Nationstar Mortgage priced two servicer advanced receivable transactions at $300 million after analysts announced its special purpose vehicle Nationstar Agency Advance Funding Trust would offer an estimated $900 million in mortgage servicer advance receivable-backed notes.

Three series were outlined in the original announcement, with plans for each transaction to be backed by servicing fee advance receivables rather than mortgage payments.

Structured Credit Investor confirmed that the $300 million pricing announced on Monday, included $200 million for the Nationstar Agency Advance Funding Trust 2013-T1 series and $100 million for the 2013-T2 series.
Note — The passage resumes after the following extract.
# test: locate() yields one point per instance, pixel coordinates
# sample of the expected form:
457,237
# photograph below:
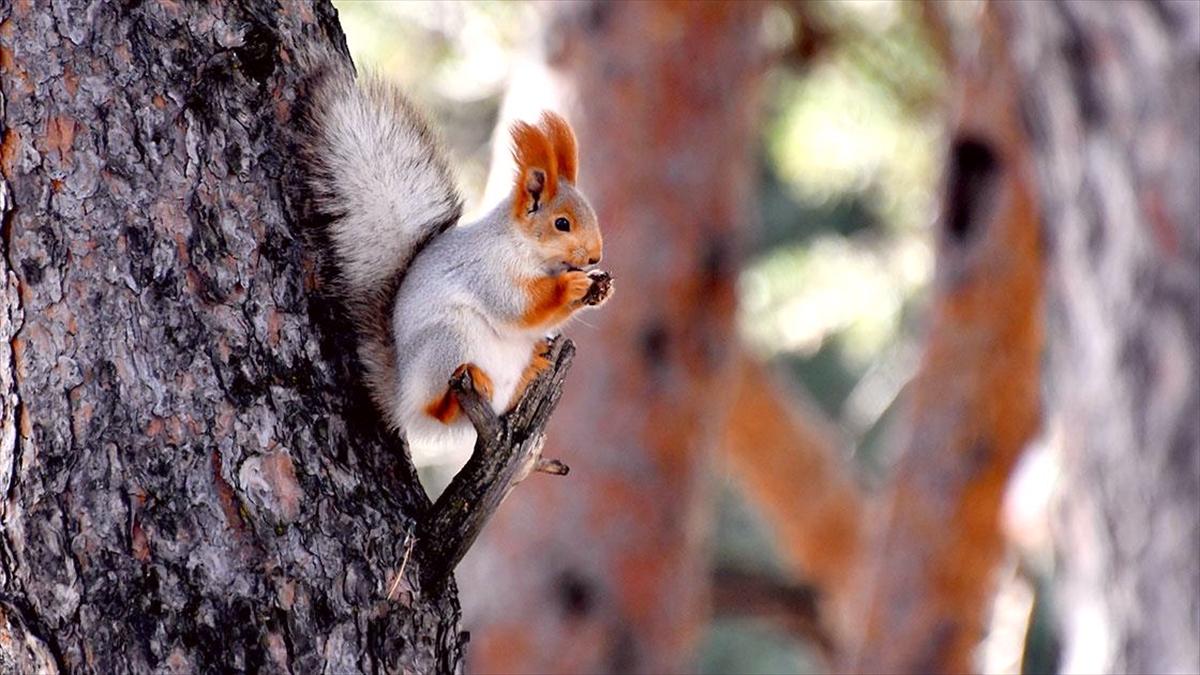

A third securitization deal was announced in S&P’s initial projection of a $900 million offering, but as of Monday had not been officially priced. 

Advance Funding Trust’s note issuance is backed by servicing-fee advance receivables on Freddie-Mac backed home loans.

The Lewisville-based servicer said the issuance and sale is expected to close on Jan. 31, 2013. The notes feature a weighted average fixed-interest rate of 1.46% and a weighted average term of 3 years. 

The notes will replace $300 million in existing agency servicing advance facilities that carried a weighted average floating rate of Libor plus 2.86%, or 3.10% in total, resulting in a reduction in rate of 1.65%.

“I am pleased to announce the execution of the first ever Agency servicer advance securitization,” said Jay Bray, Nationstar’s CEO.  “This securitization further diversifies our funding sources, reduces our advance funding costs, and establishes a Nationstar precedent for financing our advances with fixed-rate term debt at a very opportune time in the rate cycle. We intend to access the ABS markets frequently as we execute on our stated goal to lower advance expenses  to drive further gains in servicing profitability.”